HEALTH & LIFESTYLE COUNSELLING - iCBT-Integrative Therapy
Hypnosis
 
What is Hypnosis?  
      
Unlike television or Hollywood version, hypnosis is simply a state of deep relaxation.
In this state the critical factor is set aside and the desired change is instantaneous.
 
Hypnosis is a state of deep relaxation a natural state of
mind-body.
 
It is also a consent state which
a person allows him / herself to enter, during which there is an altered state of conscious awareness, high degree of
focused attention
 and heightened suggestibility.
 
Everyone in one way or another passes through a state very similar, if not the same when we fall asleep or wake up. (twilight state)
 
We all have experienced this focused state whether it be staring at the night sky, waves rolling onto the shore or being engrossed in a movie or a really good book.
 (day dreaming)
 
During Hypnosis the mind relaxes minimizing interference from
the critical judgment of the
 conscious mind.
 
Its is then that the therapist is able to communicate directly with the subconscious mind.
 
The subconscious mind perceives feelings and images as real, It's a vast storehouse or record of a persons total experiences stored like a file on a computer or
giant Filing cabinet.
 
Modern therapeutic clinical hypnosis is a effective and safe form of treatment for the majority of psychological and emotional problems.
 
Suggestions in hypnosis are one of natures ways of healing and is a safe, interesting pleasant and relaxing experience..
 
Modern Therapeutic Hypnosis has moved away from its earlier association with quackery and
stage hypnosis.
It is gaining much acceptance in the medical establishment and is
being used in the fields of medicine,  dentistry, mental health, wellbeing and for a whole range of somatic problems .
 
Hypnosis as a tool has been found to be effective for a variety of emotional and habitual behaviours.
 
  Whilst not claiming to be a cure
 it helps and assists many physical disorders such as cancer, heart disease, IBS, eczema etc and can be very useful in the treatment of chronic pain and boosting the
 immune system.
Hypnosis FAQ
 
Can anyone be hypnotized?
Yes. Infact, most people experience hypnosis several times a day, Daydreaming is a state of hypnosis.

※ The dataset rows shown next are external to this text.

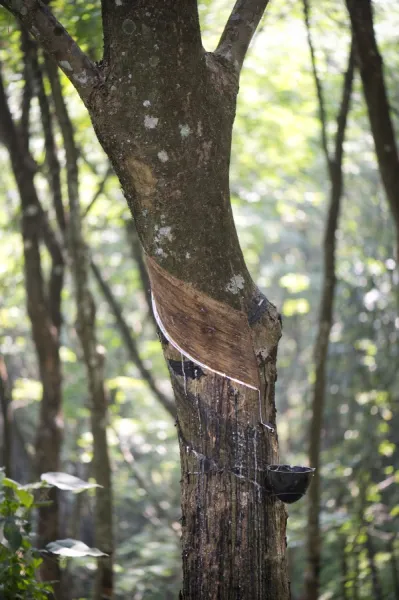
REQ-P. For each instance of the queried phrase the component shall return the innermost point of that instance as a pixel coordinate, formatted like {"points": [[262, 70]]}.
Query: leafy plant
{"points": [[19, 560]]}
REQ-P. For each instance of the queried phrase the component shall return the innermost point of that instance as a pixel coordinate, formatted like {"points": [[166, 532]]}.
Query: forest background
{"points": [[280, 189]]}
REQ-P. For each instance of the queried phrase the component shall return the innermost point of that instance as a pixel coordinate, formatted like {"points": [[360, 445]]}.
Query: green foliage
{"points": [[280, 191], [19, 560]]}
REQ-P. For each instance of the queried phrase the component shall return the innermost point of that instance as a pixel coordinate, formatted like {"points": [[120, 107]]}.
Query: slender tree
{"points": [[163, 110], [5, 405], [334, 161], [44, 310], [93, 353], [372, 73]]}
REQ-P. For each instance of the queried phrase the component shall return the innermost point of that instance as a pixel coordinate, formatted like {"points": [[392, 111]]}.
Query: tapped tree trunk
{"points": [[163, 110]]}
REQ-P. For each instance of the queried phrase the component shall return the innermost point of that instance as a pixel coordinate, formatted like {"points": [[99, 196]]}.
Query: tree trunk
{"points": [[5, 402], [372, 73], [326, 314], [163, 110], [93, 353], [44, 313]]}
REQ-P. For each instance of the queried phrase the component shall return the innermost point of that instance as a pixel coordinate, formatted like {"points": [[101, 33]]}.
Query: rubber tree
{"points": [[163, 109]]}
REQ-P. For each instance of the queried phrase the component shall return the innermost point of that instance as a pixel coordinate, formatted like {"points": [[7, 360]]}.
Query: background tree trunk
{"points": [[93, 354], [325, 322], [43, 304], [375, 93]]}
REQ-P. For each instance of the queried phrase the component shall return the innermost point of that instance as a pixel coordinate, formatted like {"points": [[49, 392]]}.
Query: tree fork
{"points": [[165, 122]]}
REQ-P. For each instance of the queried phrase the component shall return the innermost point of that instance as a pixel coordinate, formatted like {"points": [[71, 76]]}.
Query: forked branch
{"points": [[239, 30]]}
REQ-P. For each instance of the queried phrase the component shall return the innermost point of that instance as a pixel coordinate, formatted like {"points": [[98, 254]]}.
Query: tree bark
{"points": [[375, 93], [326, 314], [165, 120], [5, 402]]}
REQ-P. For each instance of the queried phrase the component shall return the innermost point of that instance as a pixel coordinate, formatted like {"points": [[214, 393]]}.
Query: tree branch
{"points": [[98, 192], [344, 108], [319, 86], [53, 164], [239, 30], [38, 19]]}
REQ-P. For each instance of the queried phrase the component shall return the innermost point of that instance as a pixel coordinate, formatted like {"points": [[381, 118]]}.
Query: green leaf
{"points": [[72, 548], [12, 534], [25, 497], [64, 481]]}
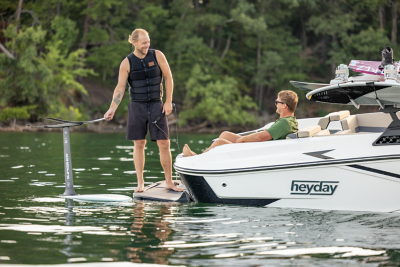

Also the state experienced directly on entering and leaving sleep.While everyone can be hypnotized , those that respond better are people with strong and active minds capable of imagination and mental dexterity.
 
What does Hypnosis feel like?
Because Hypnosis is an altered state of awareness, at no time will you be asleep or unaware of what is going on. You will, however be likely to feel very relaxed some feel a sense of peace , serenity and wellbeing generally accompanies this relaxation.
 
Can I be made to do something against my will?
Absolutely not, There is a safe guard in hypnosis . Anything suggested to you in hypnosis that is against your morals, beliefs, religion,ethics,wants or desires will simply be rejected by you. It is impossible for you to be made to do anything against your will.
 
What about those stage shows then?
Successful Hypnosis relies on willing volunteers.Those people have a desire to be in the show and perform. Hypnosis merely helps to lift inhibitions that they may ordinarily, have against performing in public.
 
Will I remember what is said or done, after I come out of Hypnosis?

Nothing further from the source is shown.